Auckland Woman tourtured and murdered baby
An Auckland woman has been sentenced to life imprisonment with minimum non parole period of 17 years for the murder of ten month old baby Jynia Te Awa.
Tiana Kapea, who was the child’s minder, has also been sentenced to three years jail on a cruelty charge – that is to be served concurrently with the life sentence.
Kapea, 30, admitting murdering Jyniah last year.
Kapea was baby sitting Jyniah when she was taken from a Manurewa house to Middlemore Hospital in September last year with a brain injury.
She was transferred to Auckland’s Starship Hospital but died the next day.
The court was told that Kapea was a trusted friend of Jyniah’s family.
During her short life, the baby was held against a gas heater, swung around by her hair, hung on the back of a wardrobe door and put in a closed freezer several times.

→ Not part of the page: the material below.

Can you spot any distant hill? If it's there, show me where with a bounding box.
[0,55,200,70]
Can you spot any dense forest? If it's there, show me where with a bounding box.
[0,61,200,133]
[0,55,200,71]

She died from injuries after being kicked, thrown against a wall, shaken and smothered.
Jyniah’s mother Lisa Cassidy says she still can’t believe Kapea abused her baby, when she had trusted her.
She says she went to church, she had good children and was a best friend to her.
Cassidy says the sentence gives her family some closure and says every night she and her children cry and pray to have nice dreams.
Relatives of Jynia wore t-shirts in court with slogans demanding justice for the little girl on Tuesday.
They burst into spontaneous applause when the sentence was announced.
Thank you Dave. I have added this to the earlier record from the original hearing February 07
Comment by Alastair — Tue 25th November 2008 @ 4:49 pm
i cnt believe wat is happening 2 the children of our country!it is so sad to knw there are children out there that are being abused daily and people knw about it and do nothing till it is too late!!!it totally sickens me!its high time people woke up 2 child abuse and report it,this could save many precious lives and give the child a chance to live a better life with another family who will truly love and care for them!!!!child killers will gt theirs back wen the time of judgement comes!!!!!!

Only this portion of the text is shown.